1. Pantone or Spot Colors
Consumer research has shown that accurate color reproduction is by far the most common problem throughout the printing industry. The biggest culprit is usually the presence of Pantone or spot colors in your business card design files. These are typically highly customized colors that fall outside of the industry-standard CMYK 4-color printing process.
CMYK is a process whereby thousands of colors can be created by mixing various percentages of cyan (C), magenta (M), yellow (Y), and black (K). NexCards.com, as well as the VAST majority of printers in the market today, utilizes a CMYK process that is not compatible with spot colors.
A color shift often occurs when a CMYK business card printer attempts to print a spot color. Stick with CMYK colors, or if you absolutely must have Pantone colors on your cards, attempt to locate a printing company that specializes in this.
2. Black Backgrounds
A business card with a black background, if not set up properly, can turn out gray, blotchy, or over-saturated. Luckily, this problem has an easy solution – simply convert the black background within your design file to a rich black. Rich black appears the same as any other black, but it is much better for printing purposes.
A black background consisting of 100% black (C = 0, M = 0, Y = 0, K = 100) will most likely produce unexpected results. Instead, utilize a rich black, which incorporates other CMYK percentages into the mix. Our preferred CMYK mix for rich black is C = 40, M = 30, Y = 20, and K = 100 for silk cards and C = 60, M = 40, Y = 40, and K = 100 for most matte and glossy cards.
3. Borders
Artwork with borders is not recommended because a slight shift could occur during the trimming process. This could result in uneven or off-centered border lines.
This shifting possibility is an industry-accepted standard so basically, any artwork containing borders is a bit of a gamble. If you don’t like to gamble, remove the border from your custom business card files. Remember NexCards does full-bleed (borderless) printing and it’s wise to optimize your design to take advantage of this. Take your background right to the full bleed edge of the card.

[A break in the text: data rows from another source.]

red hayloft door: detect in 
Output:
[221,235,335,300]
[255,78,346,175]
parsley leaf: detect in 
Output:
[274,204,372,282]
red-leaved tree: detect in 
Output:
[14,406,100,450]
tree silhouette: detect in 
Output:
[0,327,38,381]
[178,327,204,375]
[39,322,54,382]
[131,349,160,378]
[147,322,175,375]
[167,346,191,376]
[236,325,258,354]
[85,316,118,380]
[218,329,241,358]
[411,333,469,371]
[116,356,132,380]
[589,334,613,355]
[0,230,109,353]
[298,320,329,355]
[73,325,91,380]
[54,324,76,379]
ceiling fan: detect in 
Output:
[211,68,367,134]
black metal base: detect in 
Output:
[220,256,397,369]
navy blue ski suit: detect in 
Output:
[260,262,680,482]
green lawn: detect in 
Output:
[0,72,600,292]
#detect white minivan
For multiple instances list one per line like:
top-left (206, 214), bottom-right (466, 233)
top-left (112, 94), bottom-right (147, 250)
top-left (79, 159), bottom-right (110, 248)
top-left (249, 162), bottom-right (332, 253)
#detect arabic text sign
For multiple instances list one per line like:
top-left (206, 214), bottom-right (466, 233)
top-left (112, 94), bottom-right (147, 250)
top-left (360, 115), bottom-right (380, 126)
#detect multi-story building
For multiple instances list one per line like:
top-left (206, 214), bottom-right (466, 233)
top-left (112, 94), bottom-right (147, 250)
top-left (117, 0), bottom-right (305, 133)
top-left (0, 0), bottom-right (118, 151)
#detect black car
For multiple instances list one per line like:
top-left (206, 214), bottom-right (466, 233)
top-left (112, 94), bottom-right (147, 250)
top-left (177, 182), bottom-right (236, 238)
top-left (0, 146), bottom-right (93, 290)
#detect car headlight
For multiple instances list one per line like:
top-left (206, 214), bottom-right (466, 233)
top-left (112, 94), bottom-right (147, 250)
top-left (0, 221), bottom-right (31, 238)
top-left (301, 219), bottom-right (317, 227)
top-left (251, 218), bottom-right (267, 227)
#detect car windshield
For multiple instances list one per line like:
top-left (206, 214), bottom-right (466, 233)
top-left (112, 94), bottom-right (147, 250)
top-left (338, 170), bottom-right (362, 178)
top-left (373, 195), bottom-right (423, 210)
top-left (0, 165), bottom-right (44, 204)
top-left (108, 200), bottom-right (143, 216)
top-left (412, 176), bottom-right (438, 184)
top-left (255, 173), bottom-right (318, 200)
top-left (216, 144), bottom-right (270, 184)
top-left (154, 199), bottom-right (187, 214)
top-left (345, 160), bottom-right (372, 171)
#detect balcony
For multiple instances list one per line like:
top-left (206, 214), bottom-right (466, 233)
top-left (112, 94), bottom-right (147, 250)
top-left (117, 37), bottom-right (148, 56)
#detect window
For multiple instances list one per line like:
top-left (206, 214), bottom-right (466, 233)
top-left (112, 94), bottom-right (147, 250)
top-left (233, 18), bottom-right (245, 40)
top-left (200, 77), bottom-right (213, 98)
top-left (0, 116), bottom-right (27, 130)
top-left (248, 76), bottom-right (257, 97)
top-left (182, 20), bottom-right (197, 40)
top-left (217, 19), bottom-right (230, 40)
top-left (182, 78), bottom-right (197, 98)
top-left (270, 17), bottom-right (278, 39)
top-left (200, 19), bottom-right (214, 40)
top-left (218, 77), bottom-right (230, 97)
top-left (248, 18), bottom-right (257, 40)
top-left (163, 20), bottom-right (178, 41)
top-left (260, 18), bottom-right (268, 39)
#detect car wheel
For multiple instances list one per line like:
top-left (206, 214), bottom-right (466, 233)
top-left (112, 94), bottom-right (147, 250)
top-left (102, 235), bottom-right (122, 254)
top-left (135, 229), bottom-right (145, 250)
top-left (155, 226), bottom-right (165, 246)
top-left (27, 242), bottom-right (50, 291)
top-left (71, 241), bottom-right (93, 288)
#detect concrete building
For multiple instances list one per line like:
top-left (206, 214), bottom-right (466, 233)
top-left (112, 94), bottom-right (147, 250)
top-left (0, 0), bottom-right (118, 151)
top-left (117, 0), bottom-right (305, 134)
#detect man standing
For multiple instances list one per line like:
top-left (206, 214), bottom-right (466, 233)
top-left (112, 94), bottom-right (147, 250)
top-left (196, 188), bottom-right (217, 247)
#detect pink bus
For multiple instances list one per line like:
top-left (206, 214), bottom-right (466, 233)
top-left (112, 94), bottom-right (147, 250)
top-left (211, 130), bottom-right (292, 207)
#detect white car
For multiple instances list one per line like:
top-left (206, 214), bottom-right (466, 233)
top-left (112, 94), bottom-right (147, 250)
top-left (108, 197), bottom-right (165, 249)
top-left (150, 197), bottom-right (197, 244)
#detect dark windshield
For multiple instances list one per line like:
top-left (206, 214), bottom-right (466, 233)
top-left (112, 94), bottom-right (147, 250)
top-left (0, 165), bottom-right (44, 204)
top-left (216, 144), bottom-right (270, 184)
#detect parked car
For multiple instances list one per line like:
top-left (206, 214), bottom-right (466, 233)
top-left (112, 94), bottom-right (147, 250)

4. Too Many Enhancement Features
Spot UV, embossing, foil stamping, scoring, perforation, and other bells and whistles fall into the enhancement feature bucket. Putting more than one of these features on a single card can cause flaws. Spot UV could bubble, foil could flake, or embossing could become fuzzy. It simply puts too much stress on the card stock. Always stick with a single enhancement, my favorite of which is Spot UV.
5. Hidden File Problems
Pay careful attention to the printer’s file specs. Here at NexCards.com, we check every single file that is uploaded to confirm that everything is in-spec and print-ready, but I’m sure there are plenty of printers out there who don’t bother.
Hidden problems include things such as transparencies, overprint, and embedded fonts. No matter where you go to have your business cards printed, always flatten your files, turn off overprint, and outline any embedded fonts.
Conclusion
Hiring a business card printer (especially us!) for your custom business cards is an excellent idea, and following my advice will eliminate 99% of any and all potential problems that might creep up during the production process.